THE BLOG

This Is Your Job!

02/16/2015 01:53 pm ET | Updated Apr 18, 2015

"Desire is the key to motivation, but its determination and commitment to an unrelenting pursuit of your goal--a commitment to excellence--that will enable you to attain the success you seek." --Mario Andretti

Recently I started working with a new client. This client had been in business for approximately five years and had a handful of salespeople in the field selling the company's innovative technology. However, there was a significant gap between the business results they were achieving and the value of the technology.

When I started to work with the sales team, I had a pre training conference call to help them prepare for our work together. I gave them an assignment: prepare and deliver their "best" formal business presentation to a prospective customer.

Through my initial research, I had identified gaps in both sales productivity (not enough of the right activity) and sales effectiveness (moving a prospect through the sales cycle). Sales productivity can be all about accountability to a plan, but sales effectiveness issues can have a lot more areas to fix once diagnosed, including building customer rapport to a persuasively delivered presentation.

The biggest mistake a lot of companies make, including this client, is that they thought they had hired "trained" salespeople with "industry" experience. But many times the people who are available in the marketplace are average performers at best. I would much prefer to add an individual with the "right" attributes such as attitude, motivation, and accountability (because they will be motivated to train themselves if the company doesn't invest in them) than someone with industry experience. Now the team I was training had a wide range of tenure with my client from a couple years to a few months. Please keep in mind, though, that these salespeople had been in the field selling this application (or for many, not selling anything!).

When it came time to deliver their presentations in our training, I wanted to make sure the senior management had a good understanding of the talent I was working with. I pulled in my client's executive team, including the CEO, and asked the sales team to deliver their presentations. Remember, it is important to note that these salespeople had been in the field selling and that they also had had two weeks to prepare their presentations. The outcome: The presentations were beyond AWFUL! They were all over the place. Some told us exactly how the technology works (boring), while others just stammered facts about the company. There was no method to the madness, and the executive team was shocked. I wanted to create awareness for this management team that regardless of the talent you think you have, you still need to provide a road map.

But the biggest issue of all is that these people had been in the field for some time and they hadn't even thought about the best way to present their solution to the customer. No wonder their close ratio was atrocious. Also, they all knew they would be presenting to me as part of the training pre work, and yet not one had practiced in advance (they actually shouldn't have needed to practice since I was asking them to do what they should have been doing every day). This is their job, and they couldn't even get to a value proposition with this great technology.

Here are just a few of the most unforgivable sins these salespeople committed:

They were poorly prepared: If you are poorly prepared, it indicates to the prospect exactly what to expect when they become a customer. In large complex sales, it is hard to separate the seller from the product. Essentially, the customer figures if he is getting a poorly prepared sales resource, then the company will most likely poorly execute on the product/service as well.

They did not tailor their presentations to the audience: At a minimum, you should understand your prospects' industry and what is happening in their environment. Top performers not only understand the prospects' objectives and strategies but tailor their presentations to that understanding.

They told me more than I wanted to hear: Don't tell me how to build the application. Instead, tell me the value of the application to me and my operation.

They apologized in advance for not taking the time to rehearse: The biggest insult to the customer who is parting with his or her valuable time is when a salesperson apologizes in advance for being ill-prepared. If you haven't had time to prepare and rehearse your presentation, I really don't have time to listen.

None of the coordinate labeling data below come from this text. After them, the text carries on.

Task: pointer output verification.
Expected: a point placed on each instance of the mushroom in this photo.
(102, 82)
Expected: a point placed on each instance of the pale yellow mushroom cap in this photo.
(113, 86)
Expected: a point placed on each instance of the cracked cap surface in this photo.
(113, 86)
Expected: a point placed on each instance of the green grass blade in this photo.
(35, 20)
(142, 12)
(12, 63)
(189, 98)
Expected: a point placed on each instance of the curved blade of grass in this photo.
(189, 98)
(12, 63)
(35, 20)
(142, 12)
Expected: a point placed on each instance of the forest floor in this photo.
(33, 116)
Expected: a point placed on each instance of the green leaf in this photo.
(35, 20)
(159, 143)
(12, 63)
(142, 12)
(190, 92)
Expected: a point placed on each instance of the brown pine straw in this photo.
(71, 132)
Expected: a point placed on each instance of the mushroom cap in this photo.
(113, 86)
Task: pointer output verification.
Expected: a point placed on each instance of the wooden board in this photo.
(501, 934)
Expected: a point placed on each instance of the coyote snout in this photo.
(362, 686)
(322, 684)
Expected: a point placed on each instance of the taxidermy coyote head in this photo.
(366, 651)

They had unclear presentation direction: No presentation objectives, agenda, or action steps. Please provide a road map for the customer so he can understand how long he has to be attentive and listen.
They had weak closings: These "experienced" salespeople didn't know how to end the presentation by putting forth strong action steps. It amazed me how many presentations ended with, "So what do you think?"

In conclusion, delivering an effective and persuasive presentation is all about confidence. Confidence is all about knowledge and preparation. Presenting to the customer is the moment of truth in the sales cycle. This sales team had not committed to effectively delivering their company message, and the results could be seen in the company's bottom line and in the salespeople's individual pocketbooks. Lastly, the company made the mistake of empowering a seasoned sales team that did not deserve to be empowered.

Question: How much time have you personally invested to prepare yourself for success?